Issue Plaintiff's Argument Defendant's Argument Held
Whether Connecticut law (CPLA § 52-572q or common law) recognizes a negligence/failure-to-warn cause based on a manufacturer's failure to report adverse events to a regulator or to comply with postapproval requirements Glover: CPLA's duty-to-warn extends to the person best able to take precautions; the FDA can be that person when manufacturers withhold information upstream, so failure to report (and to conduct required postmarket study) is actionable Bausch & Lomb: Learned intermediary doctrine limits duty to physicians; no general state-law duty to report to FDA; recognizing such a duty would intrude on federal regulatory regime Held: Yes. The CPLA and common-law duty framework can give rise to a claim for failure to report to the FDA or comply with postapproval requirements where a reasonable factfinder could conclude reporting would have (more likely than not) led to dissemination of the information (e.g., label change) and prevention of the plaintiff’s injury.
Whether CPLA exclusivity (§ 52-572n) bars a CUTPA claim alleging deceptive/aggressive marketing of a product known to present substantial risk of injury (seeking personal-injury damages) Glover: CUTPA claim is distinct from a CPLA failure-to-warn claim and alleges wrongful marketing conduct; Soto allows CUTPA wrongful-advertising claims for personal injury Bausch & Lomb: CPLA exclusivity displaces other claims seeking recovery for personal injury caused by a defective product; CUTPA cannot subsume a CPLA remedy Held: Yes. The CPLA exclusivity provision bars a CUTPA claim that seeks personal-injury damages for deceptive marketing of an allegedly defective product; Gerrity and Soto carve out limited exceptions that do not cover the plaintiff’s claim here.

Key Cases Cited

  • Riegel v. Medtronic, Inc., 552 U.S. 312 (2008) (MDA preemption framework for state-law claims about PMA devices)
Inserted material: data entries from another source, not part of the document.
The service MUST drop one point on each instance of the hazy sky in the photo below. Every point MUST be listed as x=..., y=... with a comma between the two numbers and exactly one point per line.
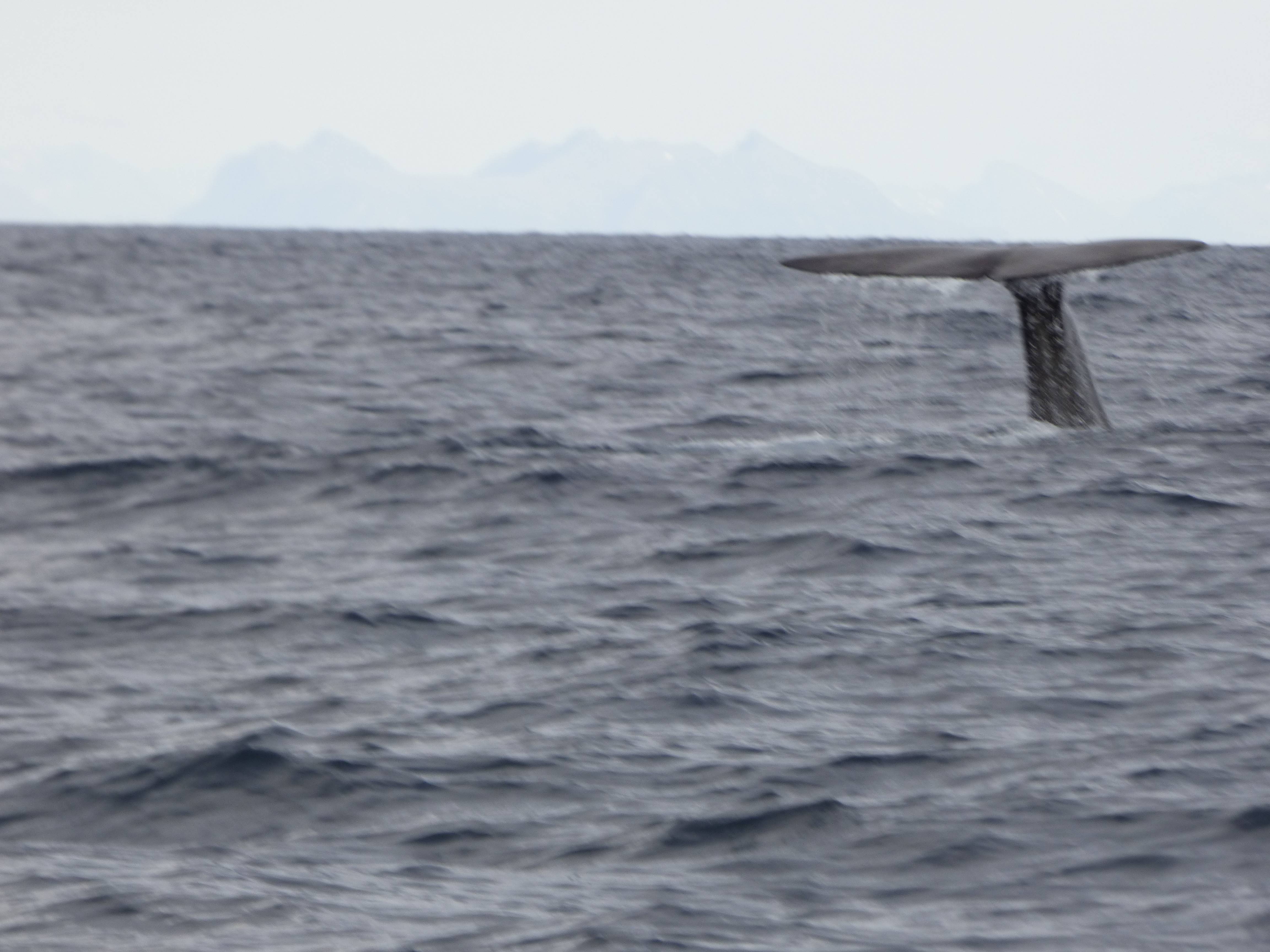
x=1108, y=97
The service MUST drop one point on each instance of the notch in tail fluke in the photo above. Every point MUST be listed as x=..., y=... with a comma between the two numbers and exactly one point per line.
x=1060, y=384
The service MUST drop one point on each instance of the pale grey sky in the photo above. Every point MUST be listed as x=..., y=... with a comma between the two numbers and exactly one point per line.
x=1108, y=97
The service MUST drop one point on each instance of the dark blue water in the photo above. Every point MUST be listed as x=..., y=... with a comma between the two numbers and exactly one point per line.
x=436, y=592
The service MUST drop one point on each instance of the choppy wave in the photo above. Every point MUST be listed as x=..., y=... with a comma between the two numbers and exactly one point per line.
x=403, y=592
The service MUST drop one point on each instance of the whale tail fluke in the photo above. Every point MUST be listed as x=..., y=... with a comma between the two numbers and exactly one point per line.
x=1060, y=384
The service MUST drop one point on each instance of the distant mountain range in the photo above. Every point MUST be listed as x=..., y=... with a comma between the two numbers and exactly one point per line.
x=592, y=185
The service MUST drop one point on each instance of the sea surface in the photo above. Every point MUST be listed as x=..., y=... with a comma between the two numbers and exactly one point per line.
x=402, y=592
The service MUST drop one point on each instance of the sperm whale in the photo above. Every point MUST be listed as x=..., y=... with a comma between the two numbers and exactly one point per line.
x=1060, y=384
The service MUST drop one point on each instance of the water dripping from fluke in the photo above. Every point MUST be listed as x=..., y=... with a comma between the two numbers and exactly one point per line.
x=1061, y=389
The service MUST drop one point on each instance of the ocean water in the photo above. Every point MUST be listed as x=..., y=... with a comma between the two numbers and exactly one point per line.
x=389, y=592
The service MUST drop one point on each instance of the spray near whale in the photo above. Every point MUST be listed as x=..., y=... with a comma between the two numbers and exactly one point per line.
x=1061, y=388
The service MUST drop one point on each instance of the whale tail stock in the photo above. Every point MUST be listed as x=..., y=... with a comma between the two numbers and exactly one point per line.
x=1060, y=383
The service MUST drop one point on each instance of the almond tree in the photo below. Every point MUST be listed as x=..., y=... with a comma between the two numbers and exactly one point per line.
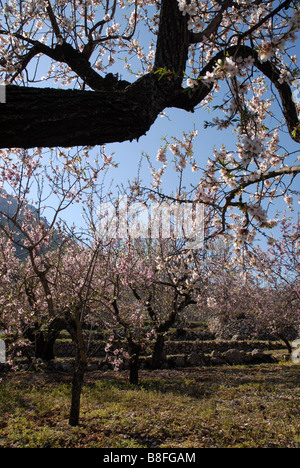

  • Buckman Co. v. Plaintiffs' Legal Comm., 531 U.S. 341 (2001) (state-law fraud-on-the-FDA claims impliedly preempted where they exist solely by virtue of FDCA)
  • Medtronic, Inc. v. Lohr, 518 U.S. 470 (1996) (MDA not intended to displace general common-law duties broadly)
  • Vitanza v. Upjohn Co., 257 Conn. 365 (2001) (adoption of learned intermediary doctrine under CPLA duty-to-warn analysis)
  • Hurley v. Heart Physicians, P.C., 278 Conn. 305 (2006) (medical devices considered inherently unsafe; warnings to physicians can satisfy duty)
  • Soto v. Bushmaster Firearms Int'l, LLC, 331 Conn. 53 (2019) (CPLA exclusivity does not bar CUTPA claims for wrongful marketing when product is not defective)
  • Gerrity v. R.J. Reynolds Tobacco Co., 263 Conn. 120 (2003) (CPLA exclusivity does not bar CUTPA where plaintiff does not seek remedy for personal injury caused by a defective product)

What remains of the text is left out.